Sul prato c’eravamo anche noi, con una Maserati GranCabrio Trofeo arrivata dopo un viaggio iniziato sulla Route 66. Una coincidenza che, nell’anno dei centenari, ha acquistato un significato particolare: la strada più famosa d’America venne istituita nel 1926, lo stesso anno in cui la Tipo 26, prima automobile a portare il Tridente sul cofano, debuttò vincendo la propria classe alla Targa Florio.
La nostra GranCabrio rappresentava invece la Maserati di oggi: quattro posti veri, capote in tela, trazione integrale Q4 e il V6 Nettuno biturbo di 3 litri, abbinato al cambio automatico ZF a otto rapporti. Una scoperta capace di attraversare l’America senza rinunciare al carattere di una sportiva e un meraviglioso impianto audio Sonus faber.
maserati grancabrio trofeo al concorso italiano 2026
Dal palco abbiamo raccontato una parte di quel viaggio, cominciato sull’asfalto della Mother Road e terminato sul green del Concorso Italiano. Il resto lo racconteremo nei prossimi giorni, in un articolo interamente dedicato alla GranCabrio e ai cento anni che uniscono la Route 66 alla prima Maserati con il Tridente.

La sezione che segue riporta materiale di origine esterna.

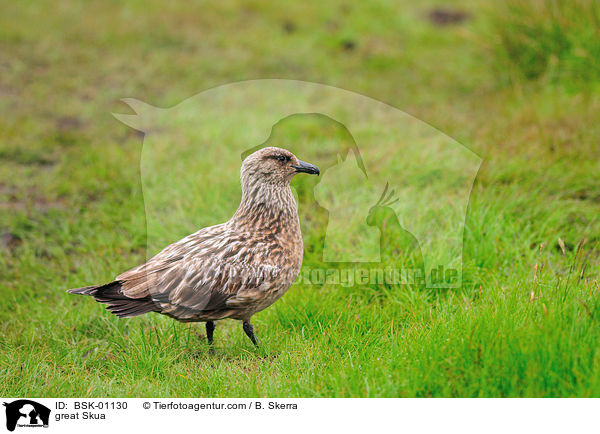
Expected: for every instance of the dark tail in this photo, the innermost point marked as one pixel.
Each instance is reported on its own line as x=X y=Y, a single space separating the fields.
x=117 y=303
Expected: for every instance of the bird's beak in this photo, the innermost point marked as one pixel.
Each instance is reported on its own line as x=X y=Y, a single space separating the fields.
x=306 y=168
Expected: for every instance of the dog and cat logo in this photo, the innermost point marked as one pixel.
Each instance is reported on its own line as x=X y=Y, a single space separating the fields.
x=26 y=413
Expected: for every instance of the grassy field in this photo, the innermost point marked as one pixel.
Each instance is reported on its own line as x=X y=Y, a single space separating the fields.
x=518 y=85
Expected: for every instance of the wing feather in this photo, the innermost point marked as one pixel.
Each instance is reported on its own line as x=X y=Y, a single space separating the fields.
x=203 y=273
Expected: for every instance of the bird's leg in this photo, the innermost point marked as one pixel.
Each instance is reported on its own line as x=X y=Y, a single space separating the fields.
x=250 y=332
x=210 y=328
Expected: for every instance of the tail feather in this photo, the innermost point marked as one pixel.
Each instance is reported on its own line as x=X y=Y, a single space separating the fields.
x=117 y=302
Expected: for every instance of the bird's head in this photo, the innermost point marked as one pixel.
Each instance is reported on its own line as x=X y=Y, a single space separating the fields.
x=273 y=166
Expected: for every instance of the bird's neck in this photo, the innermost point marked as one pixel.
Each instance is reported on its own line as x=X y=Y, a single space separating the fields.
x=267 y=207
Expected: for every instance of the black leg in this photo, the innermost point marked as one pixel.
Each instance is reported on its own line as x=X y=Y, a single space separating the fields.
x=210 y=328
x=250 y=332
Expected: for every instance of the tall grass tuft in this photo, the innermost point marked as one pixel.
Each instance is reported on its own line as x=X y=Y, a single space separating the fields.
x=551 y=39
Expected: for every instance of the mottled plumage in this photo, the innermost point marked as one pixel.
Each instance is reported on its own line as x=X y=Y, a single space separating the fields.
x=231 y=270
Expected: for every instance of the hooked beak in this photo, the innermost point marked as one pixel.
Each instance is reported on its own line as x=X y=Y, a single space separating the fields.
x=306 y=168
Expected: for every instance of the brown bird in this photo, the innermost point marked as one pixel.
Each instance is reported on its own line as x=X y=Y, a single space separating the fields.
x=231 y=270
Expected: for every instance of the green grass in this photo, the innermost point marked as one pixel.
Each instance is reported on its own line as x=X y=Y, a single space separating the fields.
x=526 y=322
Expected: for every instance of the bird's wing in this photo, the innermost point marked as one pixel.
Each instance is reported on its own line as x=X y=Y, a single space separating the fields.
x=201 y=272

Al tramonto, quando le automobili hanno iniziato a lasciare il campo e la parata si è diretta verso il Monterey Motorsports Festival, la sensazione era chiara. Il Concorso Italiano non ha ancora concluso il proprio percorso di rilancio, ma sembra finalmente avere ritrovato la direzione. Meno Italia immaginata dagli altri, più Italia raccontata attraverso ciò che sa fare meglio. E quando sul prato ci sono le automobili giuste, pizza e mandolino possono tranquillamente restare a casa.